母親は子供の手を握り、老人は静かに祈りを捧げている。
カイは最後に墓前に膝をつき、低く呟いた。
「……必ず守るよ、ディラン。もう誰も失わない」
拳を握りしめ、立ち上がったその背に、ハルドが歩み寄った。
魚鱗族の青年は深い海のような瞳で、仲間たちを見回す。
「……俺はここで別れる」
その言葉に、皆が驚いて顔を上げる。
「どういう意味だ、ハルド」
カイが問いただすと、彼は静かに答えた。
「今回の戦いを見ただろう。これからも同じような死地が待っている。
俺たち奴隷上がりの者たちには、ついていく力がない。
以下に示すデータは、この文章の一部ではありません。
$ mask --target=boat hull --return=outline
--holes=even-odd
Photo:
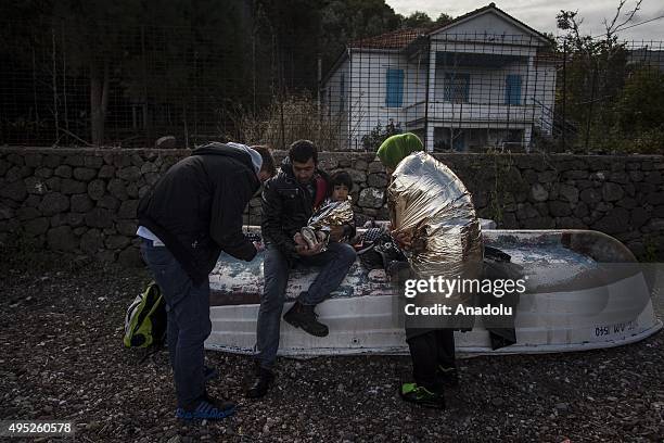
[[[584,351],[642,340],[662,328],[650,288],[634,256],[617,240],[595,231],[487,230],[487,245],[523,266],[528,291],[514,312],[516,343],[493,350],[481,316],[473,330],[455,332],[469,354],[533,354]],[[310,269],[294,269],[284,312],[314,280]],[[251,354],[263,280],[263,254],[252,263],[222,255],[210,274],[209,350]],[[382,270],[359,261],[340,289],[317,307],[330,334],[317,338],[281,322],[280,355],[407,353],[394,288]]]

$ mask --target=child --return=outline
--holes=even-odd
[[[332,194],[327,203],[345,202],[353,190],[353,178],[345,170],[339,170],[330,178],[330,187],[332,188]],[[355,214],[354,221],[343,225],[343,229],[344,233],[340,241],[349,240],[355,237]]]

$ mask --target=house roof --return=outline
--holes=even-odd
[[[488,11],[494,11],[502,18],[507,20],[508,22],[511,22],[513,25],[518,27],[523,28],[526,33],[537,37],[538,39],[545,42],[551,42],[551,40],[547,36],[533,29],[525,23],[514,18],[507,12],[502,11],[501,9],[496,7],[496,3],[489,3],[486,7],[482,7],[474,11],[460,15],[442,26],[435,26],[433,28],[420,27],[420,28],[411,28],[411,29],[397,29],[397,30],[392,30],[390,33],[381,34],[379,36],[367,37],[367,38],[361,38],[361,39],[350,41],[346,46],[347,49],[340,54],[339,59],[336,59],[336,61],[332,64],[328,73],[323,76],[321,83],[324,85],[330,79],[330,77],[332,77],[332,75],[339,68],[339,66],[346,59],[348,59],[349,50],[358,50],[358,49],[367,50],[368,49],[368,50],[379,50],[379,51],[400,51],[400,50],[408,48],[419,38],[442,33],[462,22],[469,21],[472,17],[480,15],[480,14],[484,14]],[[540,62],[554,62],[554,60],[549,60],[549,59],[545,60],[545,59],[546,56],[544,56],[539,61]]]
[[[544,34],[533,29],[532,27],[529,27],[528,25],[526,25],[525,23],[514,18],[513,16],[511,16],[510,14],[508,14],[507,12],[502,11],[501,9],[496,7],[496,3],[489,3],[486,7],[482,7],[478,8],[474,11],[468,12],[463,15],[460,15],[456,18],[454,18],[452,21],[446,23],[445,25],[442,26],[435,26],[433,28],[412,28],[412,29],[397,29],[397,30],[393,30],[390,33],[385,33],[385,34],[381,34],[379,36],[374,36],[374,37],[368,37],[368,38],[362,38],[362,39],[358,39],[358,40],[354,40],[352,42],[348,43],[348,48],[354,48],[354,49],[404,49],[406,47],[408,47],[410,43],[412,43],[416,39],[418,39],[419,37],[422,36],[431,36],[431,35],[435,35],[438,33],[442,33],[446,29],[449,29],[462,22],[465,22],[468,20],[470,20],[471,17],[478,15],[478,14],[483,14],[486,13],[487,11],[495,11],[496,13],[498,13],[498,15],[502,16],[503,18],[508,20],[509,22],[512,22],[514,25],[523,28],[524,30],[526,30],[528,34],[532,34],[534,36],[536,36],[537,38],[545,40],[545,41],[550,41],[549,38],[547,36],[545,36]]]
[[[451,28],[454,26],[457,26],[458,24],[460,24],[462,22],[467,22],[468,20],[470,20],[471,17],[473,17],[475,15],[484,14],[484,13],[486,13],[488,11],[494,11],[494,12],[498,13],[498,15],[500,15],[503,18],[506,18],[508,22],[512,22],[512,24],[523,28],[528,34],[532,34],[532,35],[534,35],[535,37],[538,37],[541,40],[550,42],[550,39],[547,36],[545,36],[544,34],[541,34],[540,31],[538,31],[536,29],[533,29],[531,26],[526,25],[522,21],[520,21],[518,18],[514,18],[513,16],[508,14],[507,12],[502,11],[500,8],[496,7],[496,3],[489,3],[486,7],[478,8],[476,10],[468,12],[468,13],[465,13],[463,15],[459,15],[458,17],[452,20],[451,22],[448,22],[448,23],[446,23],[443,26],[438,26],[438,27],[430,30],[429,35],[434,35],[434,34],[442,33],[443,30],[446,30],[446,29],[449,29],[449,28]]]
[[[349,48],[404,49],[418,37],[429,34],[430,28],[397,29],[380,36],[361,38],[348,43]]]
……足手まといになるだけだ」
苦い言葉だったが、その声は揺るがなかった。
守るべき仲間たちのための選択。
フィオナは唇を噛みしめたが、やがて頷いた。
「……ありがとう、ハルド。あなたがいたから、みんなここまで来られた」
ハルドはわずかに微笑み、奴隷たちを率いて森の奥へと歩み去った。
彼の背中が消えるまで、カイは拳を強く握り締めていた。
残されたのは――カイ、フィオナ、そしてオルド。
オルドは炎に焼けただれた大槌を見下ろし、低く唸る。
「このままでは戦えん。俺の故郷――ドワーフの鍛冶街へ行くしかない」
「ドワーフ鍛冶街……?」
カイが聞き返すと、オルドは頷いた。
「精霊鉄も神秘の鉱石も、すべてが揃う場所だ。
俺の仲間ならば、壊れた武器を打ち直すことができる」
フィオナが杖を握り、静かに微笑んだ。
「行きましょう、カイ。私たちの力を整えるために」
カイは二人を見回し、力強く頷いた。
「よし……次の目的地は、ドワーフ鍛冶街だ!」
灰の森を背に、三人の新たな旅が始まった。